Predictive analytics generally refers to models that implement core data science algorithms which stay constant once programmed. Common predictive models include cross sell, “market basket” anticipating products typically bought together, and predicting customer churn. Predictive models are often most effective when transparently embedded within business processes, such as scoring leads before they are sent to salespeople. Three main categories include:
· Classification, assigning categories, such as customers likely to churn.
· Clustering, finding patterns within data like customer segmentation.
· Regression, predicting a value such as a sales forecast.
Sourcing data and managing model lifecycles varies considerably by industry. In capital markets, obtaining standardized market data is simple (though more involved when synchronizing low latency data), concepts like cyclicality or seasonality are rarely observed, and models begin to lose predictive power rapidly. By contrast, consumer propensity models often involve extensive cleansing and linkage of disparate data sets, seasonality of behaviors is very strong around holidays, and models tends to remain effective longer.
Machine learning models are trained by sending data through an algorithm instead of programming, though programming is typically required to assemble the algorithm. Machine learning often uses similar math as predictive models but continually evolves with new data. Business value includes making better decisions by incorporating subtle nuances in data that may be less apparent using the more linear relationships identified in most predictive analytics models.
Machine learning algorithms are often classified by supervised and unsupervised learning. Supervised learning trains models with data which has a known result, often tagged by humans. For example, a model predicting offers to show on a web site can use data that includes whether consumers made a purchase. Unsupervised models use data without any prior designation of results. They explore relationships and can identify new answers and findings as data streams evolve.
Reinforcement learning is a subset of machine learning that has received less publicity, but which holds strong potential for business applications. Reinforcement learning predicts how a set of independent agents each seek to maximize their return in a given context.

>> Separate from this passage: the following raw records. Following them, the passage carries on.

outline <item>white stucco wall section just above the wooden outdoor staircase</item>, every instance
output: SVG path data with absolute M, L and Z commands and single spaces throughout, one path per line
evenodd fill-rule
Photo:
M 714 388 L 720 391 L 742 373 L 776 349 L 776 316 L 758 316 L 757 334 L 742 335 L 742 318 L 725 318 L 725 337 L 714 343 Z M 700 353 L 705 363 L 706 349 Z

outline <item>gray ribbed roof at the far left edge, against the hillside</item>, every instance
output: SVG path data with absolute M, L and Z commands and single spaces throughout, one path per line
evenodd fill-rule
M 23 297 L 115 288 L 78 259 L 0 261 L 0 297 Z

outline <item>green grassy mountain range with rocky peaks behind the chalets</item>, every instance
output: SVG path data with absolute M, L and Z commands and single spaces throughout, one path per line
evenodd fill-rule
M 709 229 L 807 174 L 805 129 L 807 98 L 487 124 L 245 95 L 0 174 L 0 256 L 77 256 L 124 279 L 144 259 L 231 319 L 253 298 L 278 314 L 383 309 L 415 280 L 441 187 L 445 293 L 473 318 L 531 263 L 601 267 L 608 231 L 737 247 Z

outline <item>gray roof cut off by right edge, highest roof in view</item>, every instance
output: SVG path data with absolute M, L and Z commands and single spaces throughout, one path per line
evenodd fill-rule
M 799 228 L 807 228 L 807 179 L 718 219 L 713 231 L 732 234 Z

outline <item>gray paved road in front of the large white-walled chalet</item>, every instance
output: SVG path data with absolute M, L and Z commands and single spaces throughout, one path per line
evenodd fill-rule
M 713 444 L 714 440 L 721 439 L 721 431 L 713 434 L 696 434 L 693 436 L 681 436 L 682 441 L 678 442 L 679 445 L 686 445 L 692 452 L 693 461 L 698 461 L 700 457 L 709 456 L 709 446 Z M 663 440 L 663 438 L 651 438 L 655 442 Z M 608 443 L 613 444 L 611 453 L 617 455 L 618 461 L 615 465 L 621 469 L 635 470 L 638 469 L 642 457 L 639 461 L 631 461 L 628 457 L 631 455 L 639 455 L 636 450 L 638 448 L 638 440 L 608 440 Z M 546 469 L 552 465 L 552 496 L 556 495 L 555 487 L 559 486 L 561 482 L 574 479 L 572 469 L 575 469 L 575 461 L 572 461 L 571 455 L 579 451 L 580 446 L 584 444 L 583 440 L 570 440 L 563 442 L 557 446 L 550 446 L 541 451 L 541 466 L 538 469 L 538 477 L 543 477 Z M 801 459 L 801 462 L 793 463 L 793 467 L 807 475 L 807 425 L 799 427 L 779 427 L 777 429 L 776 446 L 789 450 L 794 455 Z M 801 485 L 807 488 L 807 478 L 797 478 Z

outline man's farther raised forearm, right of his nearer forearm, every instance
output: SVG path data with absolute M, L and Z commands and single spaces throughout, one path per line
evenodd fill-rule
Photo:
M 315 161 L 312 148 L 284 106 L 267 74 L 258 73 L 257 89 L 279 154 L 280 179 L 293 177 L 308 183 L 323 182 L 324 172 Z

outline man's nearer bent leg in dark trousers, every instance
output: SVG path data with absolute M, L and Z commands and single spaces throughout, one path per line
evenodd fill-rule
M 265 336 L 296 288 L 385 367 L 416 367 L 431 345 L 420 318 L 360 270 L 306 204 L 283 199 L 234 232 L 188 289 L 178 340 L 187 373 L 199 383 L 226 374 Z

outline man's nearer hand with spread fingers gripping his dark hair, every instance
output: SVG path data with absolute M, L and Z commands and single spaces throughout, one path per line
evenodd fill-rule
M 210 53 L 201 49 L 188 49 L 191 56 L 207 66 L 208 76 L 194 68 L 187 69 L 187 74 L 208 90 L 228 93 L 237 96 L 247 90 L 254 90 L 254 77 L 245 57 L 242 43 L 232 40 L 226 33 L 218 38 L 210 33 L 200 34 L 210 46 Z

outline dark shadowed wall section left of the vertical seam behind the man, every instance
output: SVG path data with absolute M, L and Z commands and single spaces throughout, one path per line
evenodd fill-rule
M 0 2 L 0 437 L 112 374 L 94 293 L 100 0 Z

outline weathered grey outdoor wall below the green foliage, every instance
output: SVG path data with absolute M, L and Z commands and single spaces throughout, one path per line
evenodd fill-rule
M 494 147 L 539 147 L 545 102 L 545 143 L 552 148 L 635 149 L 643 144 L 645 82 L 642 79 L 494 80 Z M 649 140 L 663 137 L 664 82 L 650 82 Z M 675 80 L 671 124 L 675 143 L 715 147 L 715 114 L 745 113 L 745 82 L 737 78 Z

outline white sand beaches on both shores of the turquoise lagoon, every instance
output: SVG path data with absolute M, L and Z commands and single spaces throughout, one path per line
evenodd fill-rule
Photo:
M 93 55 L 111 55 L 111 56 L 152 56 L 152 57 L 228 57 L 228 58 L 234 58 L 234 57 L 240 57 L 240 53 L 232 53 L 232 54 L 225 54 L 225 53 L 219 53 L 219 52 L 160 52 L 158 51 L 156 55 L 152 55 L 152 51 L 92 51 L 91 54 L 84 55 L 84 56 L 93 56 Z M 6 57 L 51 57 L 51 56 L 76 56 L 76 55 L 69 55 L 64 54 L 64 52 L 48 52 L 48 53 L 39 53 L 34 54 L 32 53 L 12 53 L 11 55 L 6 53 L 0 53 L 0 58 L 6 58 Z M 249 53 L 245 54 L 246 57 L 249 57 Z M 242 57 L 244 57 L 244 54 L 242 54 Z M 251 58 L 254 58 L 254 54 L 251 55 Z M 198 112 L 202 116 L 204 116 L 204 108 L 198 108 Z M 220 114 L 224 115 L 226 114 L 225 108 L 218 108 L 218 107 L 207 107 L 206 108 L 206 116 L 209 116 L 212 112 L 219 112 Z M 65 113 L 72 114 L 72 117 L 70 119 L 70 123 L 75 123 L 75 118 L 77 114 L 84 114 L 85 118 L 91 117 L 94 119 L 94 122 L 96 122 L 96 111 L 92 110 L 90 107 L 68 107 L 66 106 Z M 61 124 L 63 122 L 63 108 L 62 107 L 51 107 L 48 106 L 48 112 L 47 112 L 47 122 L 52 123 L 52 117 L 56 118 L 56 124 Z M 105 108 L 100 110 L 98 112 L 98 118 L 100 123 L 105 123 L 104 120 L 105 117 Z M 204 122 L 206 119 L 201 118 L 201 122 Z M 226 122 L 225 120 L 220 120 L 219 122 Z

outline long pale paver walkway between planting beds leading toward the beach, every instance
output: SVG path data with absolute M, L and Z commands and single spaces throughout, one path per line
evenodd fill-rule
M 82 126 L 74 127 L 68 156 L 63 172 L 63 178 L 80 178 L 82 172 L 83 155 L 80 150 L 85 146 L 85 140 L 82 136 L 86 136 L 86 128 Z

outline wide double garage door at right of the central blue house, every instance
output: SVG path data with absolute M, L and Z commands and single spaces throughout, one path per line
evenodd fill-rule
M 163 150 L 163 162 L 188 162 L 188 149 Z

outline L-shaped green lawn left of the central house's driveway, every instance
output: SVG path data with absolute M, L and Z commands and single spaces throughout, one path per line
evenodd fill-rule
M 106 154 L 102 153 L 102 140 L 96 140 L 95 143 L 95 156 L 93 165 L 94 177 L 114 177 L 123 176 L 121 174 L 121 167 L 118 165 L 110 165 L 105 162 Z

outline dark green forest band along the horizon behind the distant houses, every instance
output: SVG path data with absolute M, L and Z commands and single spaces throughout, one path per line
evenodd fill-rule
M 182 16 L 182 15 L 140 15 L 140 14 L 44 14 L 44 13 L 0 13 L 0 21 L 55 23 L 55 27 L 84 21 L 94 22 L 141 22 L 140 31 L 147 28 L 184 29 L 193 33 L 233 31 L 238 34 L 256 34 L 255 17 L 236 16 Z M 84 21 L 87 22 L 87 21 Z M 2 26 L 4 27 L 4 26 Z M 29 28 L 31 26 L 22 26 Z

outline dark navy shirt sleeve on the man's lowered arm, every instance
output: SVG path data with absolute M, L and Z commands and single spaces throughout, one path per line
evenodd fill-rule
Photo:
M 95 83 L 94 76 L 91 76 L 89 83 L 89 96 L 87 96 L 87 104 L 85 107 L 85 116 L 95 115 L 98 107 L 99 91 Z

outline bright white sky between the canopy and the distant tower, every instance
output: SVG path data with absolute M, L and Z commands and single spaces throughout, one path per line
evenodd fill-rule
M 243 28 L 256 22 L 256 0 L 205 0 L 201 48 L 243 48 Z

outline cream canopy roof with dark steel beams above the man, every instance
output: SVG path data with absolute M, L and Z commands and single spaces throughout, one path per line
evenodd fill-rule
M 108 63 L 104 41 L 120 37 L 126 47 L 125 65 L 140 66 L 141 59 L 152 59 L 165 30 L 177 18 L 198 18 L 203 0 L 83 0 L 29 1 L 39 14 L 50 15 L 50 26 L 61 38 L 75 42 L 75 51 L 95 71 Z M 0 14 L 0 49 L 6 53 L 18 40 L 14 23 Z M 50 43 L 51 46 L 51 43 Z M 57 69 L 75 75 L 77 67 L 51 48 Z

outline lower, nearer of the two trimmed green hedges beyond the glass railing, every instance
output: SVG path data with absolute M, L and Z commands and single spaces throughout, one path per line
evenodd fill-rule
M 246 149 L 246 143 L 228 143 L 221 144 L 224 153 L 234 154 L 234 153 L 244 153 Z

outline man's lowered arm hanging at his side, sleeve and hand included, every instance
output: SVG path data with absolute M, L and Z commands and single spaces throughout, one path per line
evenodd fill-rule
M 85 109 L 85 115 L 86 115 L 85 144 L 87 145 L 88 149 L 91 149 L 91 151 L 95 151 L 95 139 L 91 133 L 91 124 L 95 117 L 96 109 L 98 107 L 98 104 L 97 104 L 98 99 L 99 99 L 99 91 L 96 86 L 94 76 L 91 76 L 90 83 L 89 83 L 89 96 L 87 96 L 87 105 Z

While people and market participants may not always act rationally, reinforcement learning predicts actions by viewing how and why we achieve goals rather than inferring likely actions based on past behaviors and attributes.
Deep learning is a sub-set of machine learning that simulates a brain’s structure. Inputs are passed through many layers (“deep”) of calculation cells that act like neurons by amplifying or reducing data before passing it on to one or more other cells in the next layer. Deep learning models excel at perceiving unstructured data such as video, voice, natural language, and handwriting.
A key business value of deep learning is more fully understanding customers’ actions and risks such as improving merchandising by seeing how customers move about stores, sensing sentiment in call center conversations, or gleaning product feedback from social media.
However, deep learning models may not show why they reached a conclusion. Opaque decisions may not fit well in applications like credit decisions where businesses need to document decisions and demonstrate financial inclusion to regulators.
Ensemble models combine many individual models and categories of models. Many powerful business applications of machine learning use ensembles. IBM Watson is an example.
Artificial intelligence generally refers to deep learning. Academically, the term often evokes the concept of general intelligence: a synthetic intellect with broad cognitive abilities including interpersonal understanding and real world context. In practice, AI often refers to sophisticated forms of deep learning that present a human-like interface.